I first started making this recipe back in 2009 and it has since become one of my favorite spring entertaining recipes, served to rave reviews.  This dish is great for so many reasons.  First, it’s super fast, which is especially convenient for a weeknight dinner when you only have a few minutes after rushing in the door from work to prep before friends arrive, or for a family meal that includes impatient kids (know any of those?).  It’s the meal I made most often for entertaining as a new mom because it requires so little time in the kitchen.  Second, this dish is super healthy – low fat, lean protein and the bulk of the dish is made of veggies.  It works for almost any food limitations or anyone with food allergies since it’s gluten-free, dairy-free, egg-free, low carb and Paleo.

As I said when I first posted this recipe, it tastes like spring on a plate.  I realize that is a subjective description (I went to a restaurant the other night that said a dessert tasted like “spring in a bowl” and it actually tasted like one of the green juices I order from the juice bar at the health food store, which isn’t bad but is in no way dessert even for the healthiest eaters.)  What makes this dish so springy is the subtle herb and bright pea combination.

I like to serve this dish with homemade popover. Ciabatta rolls or a nice, crusty loaf of whole grain bread is what I serve when I am short on time and/or too lazy to make popovers.  A simple salad with bib lettuce, cucumbers and mint vinaigrette (made in advance) makes getting dinner on the table in 20 minutes totally doable.

This would make a lovely meal for Mother’s Day – it’s the perfect time of year to serve it.

Seared Scallops with Basil Pea Puree

Yield: 4 Servings

Seared Scallops with Basil Pea Puree

This dish tastes like spring on a plate.
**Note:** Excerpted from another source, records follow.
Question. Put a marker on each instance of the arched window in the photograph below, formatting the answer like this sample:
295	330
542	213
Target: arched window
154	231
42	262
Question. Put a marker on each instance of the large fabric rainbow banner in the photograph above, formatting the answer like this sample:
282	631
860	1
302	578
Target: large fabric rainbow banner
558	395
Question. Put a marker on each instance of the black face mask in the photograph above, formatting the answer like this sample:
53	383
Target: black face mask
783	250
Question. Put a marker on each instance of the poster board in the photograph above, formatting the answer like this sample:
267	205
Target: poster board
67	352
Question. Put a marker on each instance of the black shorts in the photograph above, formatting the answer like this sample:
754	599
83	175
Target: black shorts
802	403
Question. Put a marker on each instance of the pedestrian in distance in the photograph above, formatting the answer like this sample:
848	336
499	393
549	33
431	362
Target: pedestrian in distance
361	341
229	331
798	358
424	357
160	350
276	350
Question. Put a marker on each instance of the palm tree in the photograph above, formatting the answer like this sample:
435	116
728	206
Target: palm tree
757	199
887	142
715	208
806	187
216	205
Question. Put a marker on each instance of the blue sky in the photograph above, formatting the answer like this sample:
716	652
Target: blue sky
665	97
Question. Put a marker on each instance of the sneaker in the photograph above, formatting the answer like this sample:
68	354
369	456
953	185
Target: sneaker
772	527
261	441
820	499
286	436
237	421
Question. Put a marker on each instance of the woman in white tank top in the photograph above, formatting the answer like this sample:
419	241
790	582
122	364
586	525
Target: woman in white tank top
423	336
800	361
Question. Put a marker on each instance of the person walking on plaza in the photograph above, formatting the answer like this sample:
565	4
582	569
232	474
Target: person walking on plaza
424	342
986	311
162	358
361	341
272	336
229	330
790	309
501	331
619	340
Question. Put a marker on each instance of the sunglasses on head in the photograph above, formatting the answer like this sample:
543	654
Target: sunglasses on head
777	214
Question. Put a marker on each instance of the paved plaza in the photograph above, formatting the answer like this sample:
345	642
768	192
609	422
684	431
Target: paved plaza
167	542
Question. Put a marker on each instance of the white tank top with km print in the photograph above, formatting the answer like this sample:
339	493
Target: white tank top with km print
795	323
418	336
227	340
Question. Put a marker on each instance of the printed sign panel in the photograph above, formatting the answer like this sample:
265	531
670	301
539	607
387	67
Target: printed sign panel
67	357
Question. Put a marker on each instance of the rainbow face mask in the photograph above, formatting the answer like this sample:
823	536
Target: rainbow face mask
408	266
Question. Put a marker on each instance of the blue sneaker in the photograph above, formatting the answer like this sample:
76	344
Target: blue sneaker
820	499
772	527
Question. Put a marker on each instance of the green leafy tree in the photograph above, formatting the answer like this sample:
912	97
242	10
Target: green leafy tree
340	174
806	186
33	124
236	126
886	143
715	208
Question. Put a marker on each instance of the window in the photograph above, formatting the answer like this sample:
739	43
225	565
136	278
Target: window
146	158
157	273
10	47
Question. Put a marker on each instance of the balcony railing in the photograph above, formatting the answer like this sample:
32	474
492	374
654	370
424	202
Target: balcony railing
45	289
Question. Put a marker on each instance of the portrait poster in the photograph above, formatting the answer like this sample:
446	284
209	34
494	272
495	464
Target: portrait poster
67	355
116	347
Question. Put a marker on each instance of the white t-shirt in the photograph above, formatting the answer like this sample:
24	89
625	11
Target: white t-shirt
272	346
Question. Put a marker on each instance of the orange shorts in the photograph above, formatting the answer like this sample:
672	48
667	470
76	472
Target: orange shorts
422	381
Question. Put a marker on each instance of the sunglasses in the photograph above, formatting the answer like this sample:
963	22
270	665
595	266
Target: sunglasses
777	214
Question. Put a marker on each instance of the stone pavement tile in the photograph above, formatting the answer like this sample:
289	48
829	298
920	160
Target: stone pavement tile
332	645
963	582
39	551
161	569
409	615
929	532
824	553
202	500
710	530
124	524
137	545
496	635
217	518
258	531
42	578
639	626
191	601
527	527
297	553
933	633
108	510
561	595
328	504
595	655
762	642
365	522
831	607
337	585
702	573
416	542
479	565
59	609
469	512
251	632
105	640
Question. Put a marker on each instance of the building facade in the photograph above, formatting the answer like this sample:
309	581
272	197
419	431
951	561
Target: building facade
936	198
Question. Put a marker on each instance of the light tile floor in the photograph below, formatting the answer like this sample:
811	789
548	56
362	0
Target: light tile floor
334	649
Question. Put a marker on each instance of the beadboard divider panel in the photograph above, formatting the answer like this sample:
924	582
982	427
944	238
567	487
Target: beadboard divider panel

It’s sophisticated, yet so simple. It’s a great recipe for entertaining because it can be made in minutes. Serve it as an entrée, or serve a smaller version (3 scallops per plate) as a first course.


  • 1 package grape tomatoes or 6 plum tomatoes
  • (2) 10oz packages frozen peas or 4 C. fresh shelled peas
  • 4 Tbs. fresh basil (about 12 large leaves)
  • ½ tsp. kosher salt
  • Fresh ground pepper, to taste
  • 15 large sea scallops, patted completely dry
  • 2 Tbs. olive oil
  • Preheat oven to 250 degrees. Slice tomatoes in half and place cut side up on a cookie sheet lined with parchment or coated with a nonstick spray. Drizzle with olive oil and sprinkle with a pinch of kosher salt. Place in oven for 2-2.5 hours, or until the tomatoes are shriveled and dry with a tiny bit of juice left inside. Tomatoes can be oven-dried up to 2 days in advance.
  • Place thawed peas in a colander and rinse with cold water. Shake to remove excess water. Add peas to blender with fresh basil, salt and pepper. Puree peas until smooth. To heat pea puree, place in a small saucepan over medium heat, stirring frequently. Once warmed through, reduce heat to low and keep warm until ready to serve.
  • Heat a large nonstick skillet over high heat. Once hot, coat pan with olive oil. Add scallops to pan in a single layer with room between each scallop. Cook for 2-3 minutes per side, depending on the size. Scallops should have a nice crust on both sides and be barely firm to the touch. (Do not overcook the scallops or they will become rubbery.) Serve immediately over basil-pea puree and garnish with oven-dried tomatoes.


The basil-pea puree can be made up to 8 hours in advance and warmed as the scallops cook. If you are short on time you can skip the oven-dried tomatoes, thought they really are worth the minimal effort but advance planning required. The slow oven drying process really concentrates the flavor of the tomatoes, but you can substitute a few raw tomato wedges instead to achieve the same pop of color.

This recipe can easily be doubled, but the scallops will need to be cooked in two batches (otherwise the pan will not be hot enough and the scallops will be steamed rather than seared).